La religion et la politique sont donc au plus bas dans les sondages. En lisant cela, je me dis que je dois être un prêtre maso pour publier un livre sur la politique : voilà donc que l’hôpital traite de la charité… :-)
Plus sérieusement, il est évident que le rejet de la politique s’explique pour une bonne part par la traditionnelle lassitude des citoyens face aux jeux particratiques, ainsi que par le blocage institutionnel du pays. Il ne faut pas non plus un grand sondage pour saisir que la sécularisation avancée de nos pays, ainsi que les anciennes affaires de pédophilie – récemment étalées dans les médias – ne sont pas sans conséquence sur la désaffection populaire envers le catholicisme. Tout ceci est une grosse pierre dans les jardins d’échevins et parlements, tout autant que de curés et conférences épiscopales. Il s’agit de se réveiller et de continuer à se poser les bonnes questions. Et pour les chrétiens, de le faire en priant pour que nous éclaire l’Esprit.
Cependant, ces chiffres sont également un miroir de l’opinion publique. La famille est plébiscitée à 98% dans une société… où domine le divorce. Les partis politiques n’ont pas la confiance de 79% d’une population… qui vote pour eux. Les publicitaires ne sont bien vus que de 20% d’une population… qui se laisse chaque jour davantage influencer par les codes publicitaires. La presse récolte 60% de méfiance… d’une audience qui déclare aimer « Arte », mais se régale de « Secret Story ». Les ministres du culte n’ont que 28% de sympathie, dans une société… où pullulent les charlatans et gourous en tous genres. Bref, l’opinion publique est bourrée de contradictions. Ce qui ne devrait pas nous surprendre, vu que l’opinion publique, c’est nous.
D’où mon plaidoyer pour une spiritualité citoyenne. Je vous invite à lire, une fois encore la chronique du jour de François De Smet. Il y tacle gentiment les mouvements de jeunes « indignés » qui fleurissent de par l’Europe. Personnellement, je prends le côté positif de ces vagues : des jeunes se ré-intéressent à la politique et crient qu’ils veulent un monde différent.
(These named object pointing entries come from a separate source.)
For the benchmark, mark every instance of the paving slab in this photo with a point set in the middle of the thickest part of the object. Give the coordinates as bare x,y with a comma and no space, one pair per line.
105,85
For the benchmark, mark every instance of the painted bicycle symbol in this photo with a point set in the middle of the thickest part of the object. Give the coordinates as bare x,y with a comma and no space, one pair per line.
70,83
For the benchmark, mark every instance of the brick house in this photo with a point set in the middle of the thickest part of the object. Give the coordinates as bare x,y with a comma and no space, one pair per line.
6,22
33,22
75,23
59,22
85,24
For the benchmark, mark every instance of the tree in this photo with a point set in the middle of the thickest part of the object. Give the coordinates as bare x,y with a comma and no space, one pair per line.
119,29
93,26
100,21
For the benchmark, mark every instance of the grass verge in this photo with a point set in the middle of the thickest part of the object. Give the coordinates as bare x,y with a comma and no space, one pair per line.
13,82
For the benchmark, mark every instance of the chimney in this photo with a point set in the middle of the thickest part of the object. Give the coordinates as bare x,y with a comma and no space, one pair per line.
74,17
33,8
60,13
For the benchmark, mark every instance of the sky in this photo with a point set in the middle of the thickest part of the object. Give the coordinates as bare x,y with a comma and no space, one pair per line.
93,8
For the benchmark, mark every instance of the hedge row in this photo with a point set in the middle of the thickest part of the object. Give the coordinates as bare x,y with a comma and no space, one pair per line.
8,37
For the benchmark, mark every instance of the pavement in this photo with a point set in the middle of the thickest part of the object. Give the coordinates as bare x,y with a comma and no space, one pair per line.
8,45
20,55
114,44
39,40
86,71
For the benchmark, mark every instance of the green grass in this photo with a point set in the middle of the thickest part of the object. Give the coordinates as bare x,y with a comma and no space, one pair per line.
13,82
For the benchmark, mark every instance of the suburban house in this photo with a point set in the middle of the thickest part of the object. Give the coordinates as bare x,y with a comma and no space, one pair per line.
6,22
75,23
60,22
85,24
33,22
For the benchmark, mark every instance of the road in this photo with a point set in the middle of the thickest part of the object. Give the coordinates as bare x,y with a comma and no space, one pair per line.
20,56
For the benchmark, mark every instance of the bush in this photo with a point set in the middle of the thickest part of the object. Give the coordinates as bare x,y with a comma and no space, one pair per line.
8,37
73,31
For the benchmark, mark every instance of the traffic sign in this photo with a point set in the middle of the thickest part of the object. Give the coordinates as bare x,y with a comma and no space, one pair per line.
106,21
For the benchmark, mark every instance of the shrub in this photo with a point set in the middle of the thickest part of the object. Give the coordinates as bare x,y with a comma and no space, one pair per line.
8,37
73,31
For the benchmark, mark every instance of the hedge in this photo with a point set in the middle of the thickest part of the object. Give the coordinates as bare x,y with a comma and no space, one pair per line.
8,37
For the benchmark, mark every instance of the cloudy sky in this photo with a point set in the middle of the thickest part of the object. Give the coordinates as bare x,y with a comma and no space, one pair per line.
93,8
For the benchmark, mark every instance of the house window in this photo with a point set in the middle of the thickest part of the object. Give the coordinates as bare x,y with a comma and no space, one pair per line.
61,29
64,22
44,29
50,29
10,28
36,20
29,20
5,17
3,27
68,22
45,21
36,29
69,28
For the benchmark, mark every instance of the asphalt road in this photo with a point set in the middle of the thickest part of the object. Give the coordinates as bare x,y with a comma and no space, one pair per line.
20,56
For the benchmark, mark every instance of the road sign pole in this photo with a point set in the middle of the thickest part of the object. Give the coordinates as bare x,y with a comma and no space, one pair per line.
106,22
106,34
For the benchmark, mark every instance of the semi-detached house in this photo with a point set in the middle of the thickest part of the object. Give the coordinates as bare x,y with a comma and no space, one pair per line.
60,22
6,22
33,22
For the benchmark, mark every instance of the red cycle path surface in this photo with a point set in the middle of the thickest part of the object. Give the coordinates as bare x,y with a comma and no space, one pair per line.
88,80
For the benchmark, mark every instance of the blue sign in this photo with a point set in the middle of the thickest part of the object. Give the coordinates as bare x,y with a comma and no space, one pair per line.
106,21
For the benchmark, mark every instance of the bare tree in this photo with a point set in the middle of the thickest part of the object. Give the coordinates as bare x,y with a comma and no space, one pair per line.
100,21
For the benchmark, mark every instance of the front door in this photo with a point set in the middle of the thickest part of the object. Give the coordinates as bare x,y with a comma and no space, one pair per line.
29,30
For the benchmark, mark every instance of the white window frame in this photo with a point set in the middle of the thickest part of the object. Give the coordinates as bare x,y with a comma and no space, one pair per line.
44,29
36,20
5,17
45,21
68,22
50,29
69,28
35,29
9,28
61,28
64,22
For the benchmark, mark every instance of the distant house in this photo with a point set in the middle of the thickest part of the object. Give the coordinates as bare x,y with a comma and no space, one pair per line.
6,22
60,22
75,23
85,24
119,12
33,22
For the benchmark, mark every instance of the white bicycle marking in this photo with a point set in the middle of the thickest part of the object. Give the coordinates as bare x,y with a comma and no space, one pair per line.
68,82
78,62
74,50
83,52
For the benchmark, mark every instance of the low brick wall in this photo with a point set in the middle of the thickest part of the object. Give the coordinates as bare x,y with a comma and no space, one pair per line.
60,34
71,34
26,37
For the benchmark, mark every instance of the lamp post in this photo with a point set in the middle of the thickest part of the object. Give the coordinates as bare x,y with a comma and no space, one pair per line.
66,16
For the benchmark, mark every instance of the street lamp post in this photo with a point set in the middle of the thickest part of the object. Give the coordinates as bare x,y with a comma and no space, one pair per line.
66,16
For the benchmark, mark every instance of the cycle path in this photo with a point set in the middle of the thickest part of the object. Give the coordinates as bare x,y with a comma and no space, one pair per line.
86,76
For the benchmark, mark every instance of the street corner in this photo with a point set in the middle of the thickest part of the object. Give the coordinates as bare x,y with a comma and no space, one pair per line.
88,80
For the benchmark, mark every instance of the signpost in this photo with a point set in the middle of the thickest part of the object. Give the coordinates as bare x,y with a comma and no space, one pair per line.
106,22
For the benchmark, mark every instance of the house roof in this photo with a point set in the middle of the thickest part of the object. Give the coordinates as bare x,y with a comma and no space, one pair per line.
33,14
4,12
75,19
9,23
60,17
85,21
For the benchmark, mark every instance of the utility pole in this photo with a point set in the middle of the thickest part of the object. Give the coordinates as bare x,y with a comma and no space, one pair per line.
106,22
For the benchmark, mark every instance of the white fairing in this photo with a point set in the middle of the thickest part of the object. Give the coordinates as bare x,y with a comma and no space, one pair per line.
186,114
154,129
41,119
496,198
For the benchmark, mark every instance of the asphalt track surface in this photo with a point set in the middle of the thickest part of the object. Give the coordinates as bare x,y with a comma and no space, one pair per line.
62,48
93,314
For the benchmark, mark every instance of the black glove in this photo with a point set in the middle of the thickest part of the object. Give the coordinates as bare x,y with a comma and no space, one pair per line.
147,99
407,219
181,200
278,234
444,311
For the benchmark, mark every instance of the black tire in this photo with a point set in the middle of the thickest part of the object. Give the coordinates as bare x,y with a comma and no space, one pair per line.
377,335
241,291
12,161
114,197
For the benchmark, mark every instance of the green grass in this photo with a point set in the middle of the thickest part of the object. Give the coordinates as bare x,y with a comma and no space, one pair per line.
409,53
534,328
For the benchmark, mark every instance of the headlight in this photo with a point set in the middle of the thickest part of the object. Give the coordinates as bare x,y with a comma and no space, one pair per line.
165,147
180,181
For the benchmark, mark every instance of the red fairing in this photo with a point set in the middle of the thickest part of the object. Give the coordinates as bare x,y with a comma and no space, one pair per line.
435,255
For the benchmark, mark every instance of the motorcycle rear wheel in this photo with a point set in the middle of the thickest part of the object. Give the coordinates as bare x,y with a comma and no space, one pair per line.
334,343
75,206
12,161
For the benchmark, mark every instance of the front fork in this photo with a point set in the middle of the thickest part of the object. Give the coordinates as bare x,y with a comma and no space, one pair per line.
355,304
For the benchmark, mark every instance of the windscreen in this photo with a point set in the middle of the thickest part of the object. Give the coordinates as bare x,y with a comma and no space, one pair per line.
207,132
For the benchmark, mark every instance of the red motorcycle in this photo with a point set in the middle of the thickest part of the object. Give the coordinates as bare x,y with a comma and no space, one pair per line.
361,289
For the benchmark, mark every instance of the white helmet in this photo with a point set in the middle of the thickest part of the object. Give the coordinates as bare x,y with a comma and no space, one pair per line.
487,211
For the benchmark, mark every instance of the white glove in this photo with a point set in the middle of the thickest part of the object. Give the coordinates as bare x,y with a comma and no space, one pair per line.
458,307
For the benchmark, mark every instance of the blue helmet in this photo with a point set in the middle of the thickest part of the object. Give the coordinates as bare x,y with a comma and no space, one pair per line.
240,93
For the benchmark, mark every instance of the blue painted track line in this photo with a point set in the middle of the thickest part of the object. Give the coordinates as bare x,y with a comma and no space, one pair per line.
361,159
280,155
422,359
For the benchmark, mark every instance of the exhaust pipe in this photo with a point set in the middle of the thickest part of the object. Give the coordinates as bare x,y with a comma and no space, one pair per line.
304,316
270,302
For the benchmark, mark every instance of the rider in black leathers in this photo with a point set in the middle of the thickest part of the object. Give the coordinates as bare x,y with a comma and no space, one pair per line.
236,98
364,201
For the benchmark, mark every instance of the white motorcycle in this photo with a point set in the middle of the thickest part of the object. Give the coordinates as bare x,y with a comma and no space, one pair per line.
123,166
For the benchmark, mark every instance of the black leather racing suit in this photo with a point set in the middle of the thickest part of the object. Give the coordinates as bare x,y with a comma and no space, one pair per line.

Cependant, là où François De Smet voit juste, c’est que ce genre de grand « sitting » protestataire-festif ne change pas un monde. Il s’agit de se retrousser les manches et de s’engager. Donc, oui – vive la famille, le boulot et les temps libres. Mais tout cela est un peu court, jeune homme. Il est important d’éduquer les générations montantes à l’engagement citoyen. Au-delà de la vie privée, il y a une vie publique. L’homme complet est un homme au service de la Cité. Mais quelle Cité ? Celle dont le seul temple est la bourse et les stock-options ? Chacun sent bien confusément que la réponse est négative. Une démocratie digne de ce nom ne peut se maintenir que sur des valeurs. Des valeurs pas nécessairement religieuses – car la foi est une grâce, un don de l’Esprit – mais des valeurs néanmoins spirituelles. De quoi s’agit-il ? De cette intuition profonde qui permet aux croyants, agnostiques et athées de reconnaître que – dans sa vie privée comme dans sa vie publique – l’homme a besoin de pain pour vivre, mais qu’il « ne vit pas que de pain » (Matthieu 4,4).